I was wondering if anyone has experience of a Personal Locator Beacon (PLB).

I saw a video of one via which was demonstrated by Lyle Brotherton the author of the Ultimate Navigation Manual.

It would seem that it is pretty much the same in function as a EPIRB which as a sailor is fitted to my boat. Now that my EPRIB needs to be replaced I thought whether any sailor/hikers out there had any experience of using the PLB onboard a boat as well as land and could see any reasons as to why relying on a low cost PLB might not be a good idea.

Many thanks,

Peter B.

By Lancashire Lad on 02/05/19 at 7:02pm (last edited 02/05/19 at 7:09pm)


I'm not familiar with EPIRB's, but maybe this webpage might give you the answers you require: -

Seems that PLB's might not meet up to the specifications of EPIRB's, even though they might use the same satellites.
EPIRB's are registered to the vessel, (whereas PLB's are registered to an individual), and have to meet criteria regarding battery life when activated, automatic operation, etc. etc.

If you don't have a suitable EPIRB, might that affect the validity of any insurance that you are required to have for your vessel or for any passengers carried aboard it?


By pwb999 on 03/05/19 at 8:00pm

Thanks BOTH for the information and the website link which I have not previously come across.

Clearly it explains the main difference between the two products.

So it seems that both will signal the various satellite arrays and notify the MCA Coastguard at Falmouth asap. The EPRIB is registered to the boat and the PLB to an individual. In truth both used together would be a belt and braces approach to safety at sea. I have seen one which also activated your AIS system so that anyone on your boat could be alarmed to a MOB and then provide the helm with a course and distance to the target. Obviously useful for crewed boats where your best chance of recovery is them rather than the Coastguard.

I will look at the two products Paul recommended as my current expired EPIRB is McMurdo and seems very robust and fit for purpose.

Interesting point about insurance cover. At present my insurers have not insisted on any safety equipment being installed. Everything I have is mainly through what the boat had and discussion with fellow sailors.
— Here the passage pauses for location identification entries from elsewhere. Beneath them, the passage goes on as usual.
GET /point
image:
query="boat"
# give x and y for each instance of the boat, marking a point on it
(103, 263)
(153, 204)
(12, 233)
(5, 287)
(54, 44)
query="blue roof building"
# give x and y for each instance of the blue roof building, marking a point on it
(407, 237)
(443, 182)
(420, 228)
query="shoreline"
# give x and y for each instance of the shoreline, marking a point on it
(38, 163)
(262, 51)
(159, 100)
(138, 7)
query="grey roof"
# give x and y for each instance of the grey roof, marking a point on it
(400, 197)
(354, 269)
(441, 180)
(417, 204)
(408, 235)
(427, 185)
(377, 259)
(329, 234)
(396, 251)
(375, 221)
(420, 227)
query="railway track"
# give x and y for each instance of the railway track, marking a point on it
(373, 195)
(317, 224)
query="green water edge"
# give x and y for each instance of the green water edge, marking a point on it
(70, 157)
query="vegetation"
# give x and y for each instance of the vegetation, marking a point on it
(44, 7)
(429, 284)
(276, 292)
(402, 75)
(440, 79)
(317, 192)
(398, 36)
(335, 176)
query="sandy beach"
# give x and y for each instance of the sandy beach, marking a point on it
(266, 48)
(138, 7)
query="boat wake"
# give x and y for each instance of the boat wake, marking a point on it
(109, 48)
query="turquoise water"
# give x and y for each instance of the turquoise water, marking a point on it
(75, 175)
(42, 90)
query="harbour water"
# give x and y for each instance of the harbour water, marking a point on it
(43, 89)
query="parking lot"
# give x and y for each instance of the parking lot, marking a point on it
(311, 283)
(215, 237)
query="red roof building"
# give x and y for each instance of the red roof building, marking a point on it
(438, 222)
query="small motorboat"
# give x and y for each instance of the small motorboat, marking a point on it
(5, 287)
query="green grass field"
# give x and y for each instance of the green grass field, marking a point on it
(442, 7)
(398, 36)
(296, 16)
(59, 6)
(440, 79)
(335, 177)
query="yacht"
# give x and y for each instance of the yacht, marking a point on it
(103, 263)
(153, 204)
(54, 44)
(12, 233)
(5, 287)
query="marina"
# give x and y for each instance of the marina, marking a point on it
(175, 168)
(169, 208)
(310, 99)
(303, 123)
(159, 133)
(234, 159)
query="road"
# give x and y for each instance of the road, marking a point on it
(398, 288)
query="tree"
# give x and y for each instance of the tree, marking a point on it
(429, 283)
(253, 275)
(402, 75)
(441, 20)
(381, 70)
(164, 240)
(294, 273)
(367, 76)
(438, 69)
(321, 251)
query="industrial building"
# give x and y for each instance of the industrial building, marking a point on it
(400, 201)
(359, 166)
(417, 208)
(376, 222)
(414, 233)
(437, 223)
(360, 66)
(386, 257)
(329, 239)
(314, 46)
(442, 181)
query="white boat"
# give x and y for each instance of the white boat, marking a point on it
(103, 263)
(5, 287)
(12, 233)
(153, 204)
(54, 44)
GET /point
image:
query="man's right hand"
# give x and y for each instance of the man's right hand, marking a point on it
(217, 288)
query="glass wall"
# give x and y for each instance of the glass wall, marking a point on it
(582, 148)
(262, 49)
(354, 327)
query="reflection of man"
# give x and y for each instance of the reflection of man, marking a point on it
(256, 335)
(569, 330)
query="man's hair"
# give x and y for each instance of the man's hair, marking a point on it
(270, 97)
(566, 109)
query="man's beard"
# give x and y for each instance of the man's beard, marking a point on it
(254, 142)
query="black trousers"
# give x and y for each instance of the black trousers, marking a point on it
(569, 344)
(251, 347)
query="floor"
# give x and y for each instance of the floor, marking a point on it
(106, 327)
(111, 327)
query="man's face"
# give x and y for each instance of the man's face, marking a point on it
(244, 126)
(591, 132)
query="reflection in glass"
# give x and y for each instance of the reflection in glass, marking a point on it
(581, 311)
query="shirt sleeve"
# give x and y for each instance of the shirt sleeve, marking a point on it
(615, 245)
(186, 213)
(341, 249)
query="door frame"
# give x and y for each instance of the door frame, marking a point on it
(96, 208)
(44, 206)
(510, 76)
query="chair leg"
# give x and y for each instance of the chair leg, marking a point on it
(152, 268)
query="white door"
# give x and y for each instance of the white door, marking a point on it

They tend to be pretty suspicious of manufacturers hype and tend to be a fairly conservative bunch. Probably the biggest change is the increasing use of tablet ie IPAD devices on board as a multiuse device including GPS, charts, AIS, Anchor Alarm etc.

If you get the chance I would recommend another website at His book Natural Navigation tries to distill how our ancients forebearers navigated over the globe by sea and land. Its a good read for all walkers and sailors and identifies the various techniques that perhaps are not widely known and yet can bring such pleasure when they work.

Thanks again for the help

Peter B.

By TallPaul on 02/05/19 at 7:15pm (last edited 02/05/19 at 7:16pm)

Beth and I both use PLBs. We used to share one (she for walking, me for sailing) now we each have our own. I've got a McMurdo FastFind 220 (now on its second battery, they last five years), she's got an Ocean Signal Rescue ME 406 which is even more compact.

For walking a PLB give you security where there's no mobile coverage.

For sailing I prefer a PLB to an EPIRB as I'm more worried about going overboard than the boat sinking. I carry my PLB in a pouch on my lifejacket belt and it's got a buoyancy sleeve so it should be unsinkable. (I also carry a day/night hand flare in a pocket in my lifejacket for the last 100m).

PS make sure you get one with built in GPS, some of the cheaper ones don't have that so it takes longer for them to find you as they have to use RDF.

By pwb999 on 25/03/20 at 1:34pm


After much thinking I have opted to go for the newish Garmin Inreach Mini device. Its not a PLB or EPIRB but has some similiar features. Essentially its a two way satellite communications device that uses the USA Iridium constellation so providing a clear view of the sky will work anywhere in the world even Cumbria.

It provides Text only messages communications. It also has a dedicated SOS button which in a real emergency sends a text message to Garmins dedicated Response team who then forward that on to the relevant authority whether thats a land or sea incident. It also if needed sends a GPS location to its servers so that others can view your location and track on a dedicated map server.

As always Garmin dont do this for free. The device ONLY works as a subscription service. The cheapest is about £15 per month and enables the SOS feature and permits the unlimited sending of preset short text SMS messages. If you want to write a more detailed message then you can pair it via Bluetooth to your smartphone and text to your hearts content at 10pence per text. Battery life is a few days so does't compare with PLBs/EPIRBS at years.

However as various youtube videos indicate it should be seen to complement existing emergency devices not replace them. It has particular relevance for anyone who also goes sailing as the SOS facility in addition to EPIRB can provide a two way text communication to indicate how long help will take to get to your location.

If you interested check out this very extensive review of its features. It might provide some peace of mind to your other half when you go walking.

Best regards Peter B.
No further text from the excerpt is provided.